5.             En revanche, la maladie n’est admise comme motif d'excuse que si elle empêche le recourant d'agir par lui-même ou de donner à un tiers les instructions nécessaires pour agir à sa place (ATA/50/2009 du 27 janvier 2009 consid. 3c). Ainsi, selon la jurisprudence de la chambre administrative, le seul état de santé déficient au moment de la notification de la décision est insuffisant (ATA/212/2014 du 1er avril 2014), de même qu’une dépression importante (ATA/660/2015 du 23 juin 2015). Même le cas d’un administré atteint d’un cancer dont la situation de santé se péjorait et le traitement s’alourdissait, nonobstant un certificat mentionnant la nécessité de soins de l’intéressé et son incapacité à pouvoir gérer sa vie professionnelle et personnelle pendant six mois n’a pas été considéré comme cas de force majeure (ATA/888/2014 du 11 novembre 2014).

6.             En l’espèce, la recourante sollicite une restitution du délai de paiement de l’avance de frais en invoquant les problèmes de santé affectant M. B______, animateur principal et unique actionnaire de la société, qu’elle justifie par le certificat médical du 26 février 2024.

L’octroi d’une restitution de délai est soumis à des exigences très strictes. Or, même si les ennuis de santé dont souffre M. B______ ne sont pas contestés, la recourante ne démontre pas l’allégation formulée dans sa requête du 7 février 2024, selon laquelle ils ont complètement altéré ses facultés. En effet, il ne résulte pas dudit certificat médical que le précité a été à ce point atteint dans sa santé qu’il n’était en mesure, ni de comprendre la teneur du courriel de son mandataire du 15 novembre 2023, l’invitant à payer le montant de l’avance de frais réclamée par le tribunal, ni de déléguer cette tâche à un tiers.

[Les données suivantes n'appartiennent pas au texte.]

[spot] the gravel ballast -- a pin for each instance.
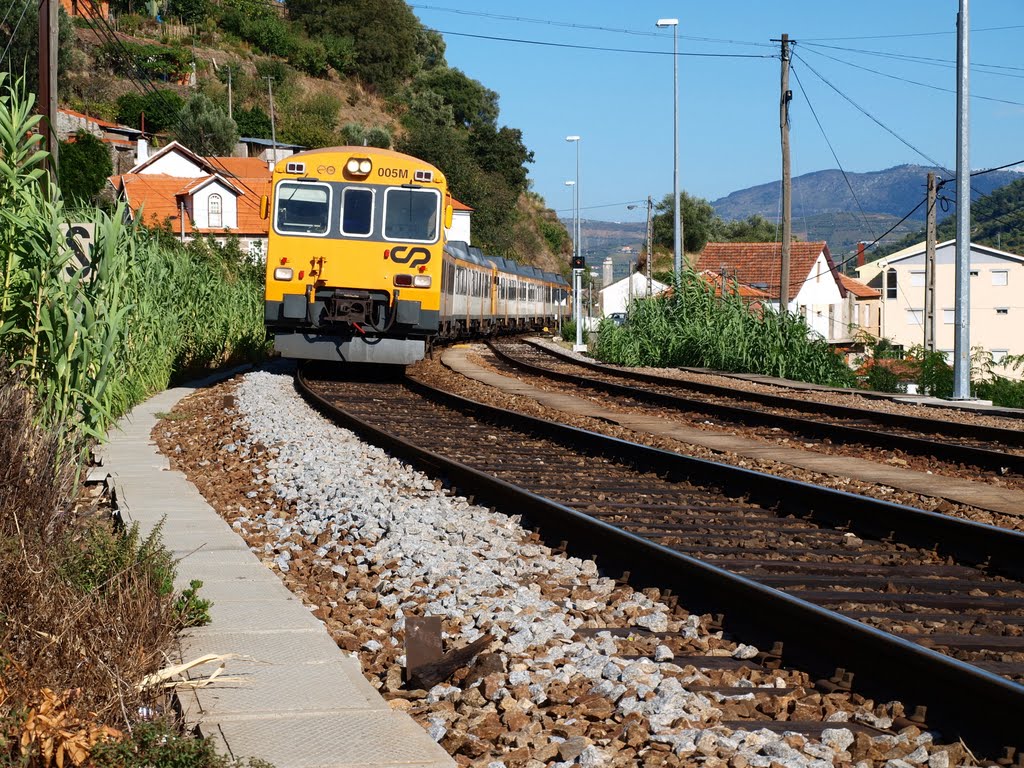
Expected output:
(368, 542)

Partant, la recourante ne peut se prévaloir d’un cas de force majeure. Il s’ensuit que la demande de restitution de délai doit être rejetée.

7.             Compte tenu de la nature du litige, il ne sera pas perçu d’émolument et aucune indemnité de procédure ne sera allouée (art. 87 al. 1 et 2 LPA).

 


PAR CES MOTIFS

LE TRIBUNAL ADMINISTRATIF

DE PREMIÈRE INSTANCE

1.             déclare recevable la demande de restitution du délai déposée le 7 février 2024 par A______ SA ;

2.             la rejette ;

3.             dit qu’il n’est pas perçu d’émolument, ni alloué d’indemnité de procédure ;

4.             dit que, conformément aux art. 132 LOJ, 62 al. 1 let. a et 65 LPA, le présent jugement est susceptible de faire l'objet d'un recours auprès de la chambre administrative de la Cour de justice (10 rue de Saint-Léger, case postale 1956, 1211 Genève 1) dans les trente jours à compter de sa notification. L'acte de recours doit être dûment motivé et contenir, sous peine d'irrecevabilité, la désignation du jugement attaqué et les conclusions du recourant. Il doit être accompagné du présent jugement et des autres pièces dont dispose le recourant.

 

Au nom du Tribunal :

La présidente

Sophie CORNIOLEY BERGER

 

Copie conforme de ce jugement est communiquée aux parties.